Currently, New Mexico ranks number one for hard-to-count states. A number of factors contribute to this low ranking: many residents speak languages other than English, move frequently, live in hard to reach rural areas, or worry about privacy or distrust the government. During the 2000 census, N.M. experienced an undercount of 1.94% of our total population, leading to a loss of billions of dollars over a ten year period.
“Our state loses approximately $3,000 for each person who is not counted in our communities. Thus multiplied out over the 10-year period until the 2030 Census, will result in $30,000 loss for each person missed,” Sandoval explained. “This is money our families cannot afford to lose.”
As a result of the lessons learned from Census 2000 undercount, the 2010 undercount in New Mexico was significantly reduced to under 0.3% due to a collaborative effort between the Department of Finance and Administration, UNM’s Geospatial and Population Studies, Bureau of Business and Economic Research, the Earth Data Analysis Center, and local governments.
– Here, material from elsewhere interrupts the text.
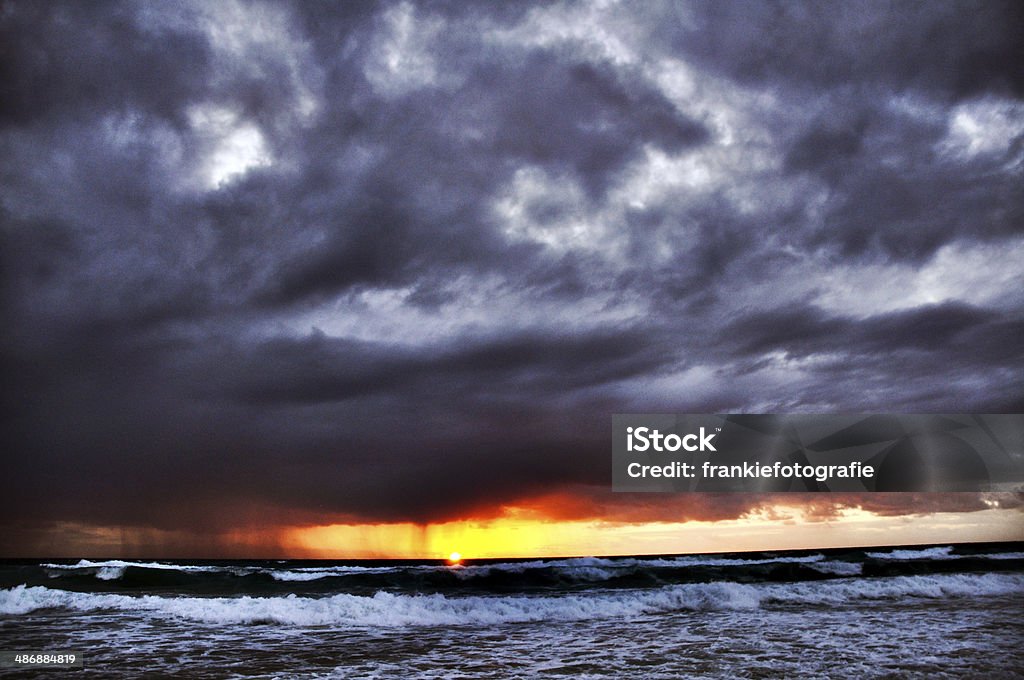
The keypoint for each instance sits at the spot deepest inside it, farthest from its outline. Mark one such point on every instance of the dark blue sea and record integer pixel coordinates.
(935, 611)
This combined effort identified 130,000 housing units missing from the Census Bureau Master Address File –30,000 of these on Albuquerque’s westside alone.
“Despite the recent gains in accurate counting, the U.S. Census Bureau is likely to be underfunded for the 2020 Census and its move towards the use of an online survey also proves to be a challenge in NM were nearly 30 percent of our population does not have a reliable connection to internet –greatly increasing the chance for a significant population undercount in NM,” Sandoval said. “It is up to our state government to fill the gaps and ensure we continue preparation for an accurate count come 2020.”
Currently, N.M. receives almost $8 billion in federal aid each year based on data gathered through the decennial census.